In question time, Malcolm Turnbull said every adult Australian will be able to have their say on the issue of same-sex marriage.
“Lucy [Turnbull] and I will be voting yes and I will be encouraging others to vote yes, but ... above all, I encourage every Australian to have their say because unlike the leader of the opposition I respect every Australian’s view on this matter,” he said.
When Shorten proposed a joint letter with the prime minister to all Australians recommending a yes vote in the survey, Turnbull questioned whether the exercise would “actually increase the case for the yes vote”.
“The leader of the opposition can make his case and I’ll make mine,” he said.

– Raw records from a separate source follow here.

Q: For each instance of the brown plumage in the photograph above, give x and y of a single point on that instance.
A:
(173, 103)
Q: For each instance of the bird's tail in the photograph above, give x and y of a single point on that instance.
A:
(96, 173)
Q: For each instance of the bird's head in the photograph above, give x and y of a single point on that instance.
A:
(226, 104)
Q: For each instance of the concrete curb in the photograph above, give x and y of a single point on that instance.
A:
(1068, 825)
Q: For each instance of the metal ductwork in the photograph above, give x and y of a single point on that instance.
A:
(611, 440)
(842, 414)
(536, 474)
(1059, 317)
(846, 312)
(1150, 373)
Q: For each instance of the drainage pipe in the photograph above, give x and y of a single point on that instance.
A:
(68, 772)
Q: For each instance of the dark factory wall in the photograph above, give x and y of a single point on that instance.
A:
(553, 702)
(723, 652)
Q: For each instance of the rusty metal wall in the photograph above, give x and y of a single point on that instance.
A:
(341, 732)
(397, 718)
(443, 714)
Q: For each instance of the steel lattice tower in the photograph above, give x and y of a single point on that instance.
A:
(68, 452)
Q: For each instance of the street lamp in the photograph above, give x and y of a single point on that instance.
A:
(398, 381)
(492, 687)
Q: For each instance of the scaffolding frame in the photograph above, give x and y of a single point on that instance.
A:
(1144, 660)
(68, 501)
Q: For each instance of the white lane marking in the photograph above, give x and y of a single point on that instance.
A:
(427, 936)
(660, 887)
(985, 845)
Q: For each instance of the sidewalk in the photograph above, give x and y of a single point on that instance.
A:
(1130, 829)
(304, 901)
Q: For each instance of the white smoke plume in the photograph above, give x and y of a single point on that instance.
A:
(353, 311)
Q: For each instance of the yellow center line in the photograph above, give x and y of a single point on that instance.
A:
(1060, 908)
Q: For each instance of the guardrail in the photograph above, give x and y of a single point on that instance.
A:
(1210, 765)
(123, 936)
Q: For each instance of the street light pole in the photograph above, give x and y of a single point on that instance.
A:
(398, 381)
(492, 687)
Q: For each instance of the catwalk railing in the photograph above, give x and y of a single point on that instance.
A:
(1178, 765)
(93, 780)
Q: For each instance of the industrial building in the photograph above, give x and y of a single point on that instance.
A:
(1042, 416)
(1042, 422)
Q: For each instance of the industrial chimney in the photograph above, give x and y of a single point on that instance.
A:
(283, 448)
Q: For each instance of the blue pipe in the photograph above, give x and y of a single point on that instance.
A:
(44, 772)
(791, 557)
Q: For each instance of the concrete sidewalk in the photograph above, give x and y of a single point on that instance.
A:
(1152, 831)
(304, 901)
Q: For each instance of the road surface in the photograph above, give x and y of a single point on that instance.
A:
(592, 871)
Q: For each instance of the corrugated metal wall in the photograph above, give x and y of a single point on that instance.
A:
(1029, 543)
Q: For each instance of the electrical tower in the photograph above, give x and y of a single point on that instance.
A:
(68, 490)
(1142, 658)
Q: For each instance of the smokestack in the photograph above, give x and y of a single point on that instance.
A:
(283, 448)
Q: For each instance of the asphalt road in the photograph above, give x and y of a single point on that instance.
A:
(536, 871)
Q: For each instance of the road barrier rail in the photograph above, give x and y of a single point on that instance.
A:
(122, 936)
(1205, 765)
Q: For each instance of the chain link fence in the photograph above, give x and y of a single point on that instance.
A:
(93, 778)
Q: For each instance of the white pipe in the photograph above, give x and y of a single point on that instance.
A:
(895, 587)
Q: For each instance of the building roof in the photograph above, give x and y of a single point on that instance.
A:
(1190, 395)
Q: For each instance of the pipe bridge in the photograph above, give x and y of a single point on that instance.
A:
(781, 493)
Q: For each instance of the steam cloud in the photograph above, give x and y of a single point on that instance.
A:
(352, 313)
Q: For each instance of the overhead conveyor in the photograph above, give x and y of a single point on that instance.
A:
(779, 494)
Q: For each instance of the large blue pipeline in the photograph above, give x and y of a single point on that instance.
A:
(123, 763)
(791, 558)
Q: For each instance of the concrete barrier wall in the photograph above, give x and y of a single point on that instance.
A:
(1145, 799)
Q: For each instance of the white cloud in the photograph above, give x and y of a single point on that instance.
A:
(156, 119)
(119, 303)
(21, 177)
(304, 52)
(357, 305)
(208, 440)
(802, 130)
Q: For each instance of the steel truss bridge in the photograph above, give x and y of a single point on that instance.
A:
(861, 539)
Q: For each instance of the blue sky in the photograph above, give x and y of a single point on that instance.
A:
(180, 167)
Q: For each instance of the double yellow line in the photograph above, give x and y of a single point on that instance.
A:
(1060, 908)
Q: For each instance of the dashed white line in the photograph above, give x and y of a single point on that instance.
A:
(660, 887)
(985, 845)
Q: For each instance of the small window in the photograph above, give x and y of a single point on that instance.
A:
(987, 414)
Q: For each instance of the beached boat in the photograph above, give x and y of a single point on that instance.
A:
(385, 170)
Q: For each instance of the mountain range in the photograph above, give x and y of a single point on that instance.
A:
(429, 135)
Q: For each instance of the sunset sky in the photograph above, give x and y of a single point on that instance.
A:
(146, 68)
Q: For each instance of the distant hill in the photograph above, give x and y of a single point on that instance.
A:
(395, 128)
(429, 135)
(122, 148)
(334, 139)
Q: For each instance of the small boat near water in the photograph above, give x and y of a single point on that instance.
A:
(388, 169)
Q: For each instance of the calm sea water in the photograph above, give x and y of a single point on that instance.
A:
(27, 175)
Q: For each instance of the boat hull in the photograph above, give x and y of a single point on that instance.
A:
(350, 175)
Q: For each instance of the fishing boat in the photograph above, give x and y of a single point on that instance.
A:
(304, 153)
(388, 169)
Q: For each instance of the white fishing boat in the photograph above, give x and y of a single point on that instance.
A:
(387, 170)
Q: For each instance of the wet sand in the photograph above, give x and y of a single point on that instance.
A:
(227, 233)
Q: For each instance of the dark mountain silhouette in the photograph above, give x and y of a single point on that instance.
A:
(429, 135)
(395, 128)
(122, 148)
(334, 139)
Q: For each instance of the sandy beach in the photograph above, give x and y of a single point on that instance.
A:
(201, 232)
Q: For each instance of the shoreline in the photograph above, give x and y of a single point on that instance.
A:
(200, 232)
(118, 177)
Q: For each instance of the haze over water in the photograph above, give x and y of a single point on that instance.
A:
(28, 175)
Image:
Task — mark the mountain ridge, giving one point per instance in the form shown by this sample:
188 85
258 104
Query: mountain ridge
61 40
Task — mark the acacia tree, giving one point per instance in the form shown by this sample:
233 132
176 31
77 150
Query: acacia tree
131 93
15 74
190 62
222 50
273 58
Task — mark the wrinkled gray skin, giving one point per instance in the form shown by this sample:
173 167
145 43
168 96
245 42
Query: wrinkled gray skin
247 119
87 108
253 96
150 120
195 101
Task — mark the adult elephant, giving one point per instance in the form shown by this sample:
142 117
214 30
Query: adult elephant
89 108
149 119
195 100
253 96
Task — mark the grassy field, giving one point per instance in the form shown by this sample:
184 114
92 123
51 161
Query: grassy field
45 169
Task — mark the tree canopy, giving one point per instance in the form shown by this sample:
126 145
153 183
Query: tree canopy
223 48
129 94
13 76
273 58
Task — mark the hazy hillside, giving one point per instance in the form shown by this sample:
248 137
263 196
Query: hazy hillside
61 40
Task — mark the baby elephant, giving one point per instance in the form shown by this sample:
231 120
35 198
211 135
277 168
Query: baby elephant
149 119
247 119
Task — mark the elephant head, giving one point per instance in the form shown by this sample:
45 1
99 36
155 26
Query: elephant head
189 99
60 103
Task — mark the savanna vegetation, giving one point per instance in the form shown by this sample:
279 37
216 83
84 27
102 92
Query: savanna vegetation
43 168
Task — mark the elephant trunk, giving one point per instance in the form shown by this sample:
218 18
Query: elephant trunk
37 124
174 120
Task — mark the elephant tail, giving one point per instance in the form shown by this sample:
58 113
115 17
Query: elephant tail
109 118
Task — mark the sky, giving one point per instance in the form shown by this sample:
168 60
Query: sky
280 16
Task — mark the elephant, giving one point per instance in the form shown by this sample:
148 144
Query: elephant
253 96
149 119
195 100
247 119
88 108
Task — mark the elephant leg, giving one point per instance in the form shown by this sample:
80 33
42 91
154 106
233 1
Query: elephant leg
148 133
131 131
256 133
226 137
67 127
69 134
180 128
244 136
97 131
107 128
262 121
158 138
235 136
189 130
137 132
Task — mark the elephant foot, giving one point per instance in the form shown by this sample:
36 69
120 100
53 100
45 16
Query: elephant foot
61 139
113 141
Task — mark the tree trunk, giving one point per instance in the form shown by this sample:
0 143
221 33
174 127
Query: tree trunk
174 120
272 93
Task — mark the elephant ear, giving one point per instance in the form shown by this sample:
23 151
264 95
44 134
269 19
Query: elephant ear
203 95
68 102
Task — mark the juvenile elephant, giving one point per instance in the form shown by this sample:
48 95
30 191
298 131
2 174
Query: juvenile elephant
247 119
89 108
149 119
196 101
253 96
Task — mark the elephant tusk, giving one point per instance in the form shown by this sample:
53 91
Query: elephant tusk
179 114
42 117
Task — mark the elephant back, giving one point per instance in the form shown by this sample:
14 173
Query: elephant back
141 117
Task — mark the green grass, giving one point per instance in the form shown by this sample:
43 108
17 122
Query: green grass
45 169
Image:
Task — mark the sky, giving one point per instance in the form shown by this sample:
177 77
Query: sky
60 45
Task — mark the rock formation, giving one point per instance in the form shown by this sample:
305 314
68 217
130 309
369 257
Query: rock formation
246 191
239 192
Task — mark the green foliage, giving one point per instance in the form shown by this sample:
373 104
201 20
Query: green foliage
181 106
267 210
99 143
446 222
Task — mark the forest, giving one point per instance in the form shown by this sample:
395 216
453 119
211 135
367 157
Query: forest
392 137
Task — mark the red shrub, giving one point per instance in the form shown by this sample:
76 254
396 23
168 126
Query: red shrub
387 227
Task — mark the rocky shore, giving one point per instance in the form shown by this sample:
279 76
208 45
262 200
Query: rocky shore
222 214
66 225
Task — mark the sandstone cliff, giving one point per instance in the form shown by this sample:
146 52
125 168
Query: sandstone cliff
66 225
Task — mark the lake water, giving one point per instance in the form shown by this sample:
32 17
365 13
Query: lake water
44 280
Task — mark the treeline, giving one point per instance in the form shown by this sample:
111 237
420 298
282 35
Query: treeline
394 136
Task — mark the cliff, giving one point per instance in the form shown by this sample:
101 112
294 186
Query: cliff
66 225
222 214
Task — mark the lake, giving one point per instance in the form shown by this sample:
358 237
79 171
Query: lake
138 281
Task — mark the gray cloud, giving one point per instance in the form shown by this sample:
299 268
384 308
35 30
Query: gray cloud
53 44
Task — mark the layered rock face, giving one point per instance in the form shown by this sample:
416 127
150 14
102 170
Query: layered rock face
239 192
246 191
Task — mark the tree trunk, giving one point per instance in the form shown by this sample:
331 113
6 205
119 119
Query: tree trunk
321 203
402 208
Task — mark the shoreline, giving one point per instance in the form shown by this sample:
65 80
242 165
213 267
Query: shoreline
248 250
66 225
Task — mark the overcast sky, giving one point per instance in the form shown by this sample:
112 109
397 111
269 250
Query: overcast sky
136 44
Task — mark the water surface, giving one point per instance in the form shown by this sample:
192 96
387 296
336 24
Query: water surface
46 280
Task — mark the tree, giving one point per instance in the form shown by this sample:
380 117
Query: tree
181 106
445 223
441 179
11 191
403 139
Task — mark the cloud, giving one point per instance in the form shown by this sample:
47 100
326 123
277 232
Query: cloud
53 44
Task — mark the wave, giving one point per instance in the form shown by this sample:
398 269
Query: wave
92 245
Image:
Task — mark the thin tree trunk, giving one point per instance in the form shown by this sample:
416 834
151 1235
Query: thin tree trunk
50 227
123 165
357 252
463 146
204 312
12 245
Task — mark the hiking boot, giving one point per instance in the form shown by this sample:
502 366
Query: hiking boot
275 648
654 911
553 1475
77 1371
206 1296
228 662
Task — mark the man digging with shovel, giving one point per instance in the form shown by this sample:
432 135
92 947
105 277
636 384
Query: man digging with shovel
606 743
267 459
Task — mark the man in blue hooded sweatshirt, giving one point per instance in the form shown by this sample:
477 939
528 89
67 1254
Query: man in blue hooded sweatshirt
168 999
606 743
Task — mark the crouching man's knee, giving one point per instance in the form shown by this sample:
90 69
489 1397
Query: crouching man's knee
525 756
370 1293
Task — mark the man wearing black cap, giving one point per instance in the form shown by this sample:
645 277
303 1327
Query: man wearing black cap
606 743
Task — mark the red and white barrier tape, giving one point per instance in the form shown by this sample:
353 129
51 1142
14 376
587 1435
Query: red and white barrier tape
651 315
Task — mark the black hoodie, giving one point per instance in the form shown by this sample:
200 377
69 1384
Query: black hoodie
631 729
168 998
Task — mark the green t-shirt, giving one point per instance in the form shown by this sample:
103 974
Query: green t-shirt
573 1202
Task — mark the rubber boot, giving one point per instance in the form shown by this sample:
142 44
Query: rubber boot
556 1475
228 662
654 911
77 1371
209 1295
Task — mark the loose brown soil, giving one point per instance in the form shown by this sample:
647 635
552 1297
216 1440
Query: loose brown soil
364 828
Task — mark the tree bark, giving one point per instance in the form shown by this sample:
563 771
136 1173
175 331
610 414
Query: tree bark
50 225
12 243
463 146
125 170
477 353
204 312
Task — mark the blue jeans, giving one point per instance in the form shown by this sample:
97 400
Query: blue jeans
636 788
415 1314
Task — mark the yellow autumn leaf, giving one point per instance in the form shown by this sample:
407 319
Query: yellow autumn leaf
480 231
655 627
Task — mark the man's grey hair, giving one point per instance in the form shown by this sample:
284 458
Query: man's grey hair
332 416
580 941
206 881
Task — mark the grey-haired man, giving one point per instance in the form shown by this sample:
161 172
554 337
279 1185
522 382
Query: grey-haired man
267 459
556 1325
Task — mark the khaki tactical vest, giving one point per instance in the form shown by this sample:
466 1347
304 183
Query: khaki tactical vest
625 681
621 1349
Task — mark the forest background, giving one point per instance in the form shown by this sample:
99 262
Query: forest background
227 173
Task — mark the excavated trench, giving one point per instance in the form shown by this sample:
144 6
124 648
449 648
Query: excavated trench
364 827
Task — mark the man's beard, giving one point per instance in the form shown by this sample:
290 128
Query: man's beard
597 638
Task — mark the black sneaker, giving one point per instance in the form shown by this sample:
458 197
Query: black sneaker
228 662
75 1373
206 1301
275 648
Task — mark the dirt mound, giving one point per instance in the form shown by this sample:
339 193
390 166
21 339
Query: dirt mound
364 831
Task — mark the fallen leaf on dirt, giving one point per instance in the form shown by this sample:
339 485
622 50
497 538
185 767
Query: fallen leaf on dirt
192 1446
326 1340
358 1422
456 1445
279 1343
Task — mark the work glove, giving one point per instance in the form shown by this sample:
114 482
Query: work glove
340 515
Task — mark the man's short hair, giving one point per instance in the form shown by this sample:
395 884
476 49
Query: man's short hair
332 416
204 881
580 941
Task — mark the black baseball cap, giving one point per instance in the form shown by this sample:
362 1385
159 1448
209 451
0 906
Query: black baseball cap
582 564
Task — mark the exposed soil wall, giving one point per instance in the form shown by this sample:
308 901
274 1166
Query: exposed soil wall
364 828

Turnbull accused Shorten of having done “everything he could” to stop the plebiscite. “Much to his disappointment, now every Australian will have their say.”
At his press conference, Shorten said he hoped Turnbull was “fair dinkum” about campaigning for the yes case.
“It’s one thing to say that you support marriage equality but when you have a position of leadership in this country, you should lead, not hide,” he said.
“I encourage Malcolm Turnbull to be fair dinkum and actively campaign, to genuinely use the status of his office, the status of prime minister, to encourage a yes vote.”
Noting an earlier statement from Turnbull that he had other calls on his time that may preclude him from campaigning, Shorten said that was not leadership, that is a “retreat ... abdication [and] chronic weakness”.
The Greens LGBTI spokeswoman, Janet Rice, said now the survey was going ahead there was a “clear pathway” that could result in “wedding bells ringing in our society for LGBTIQ” by Christmas.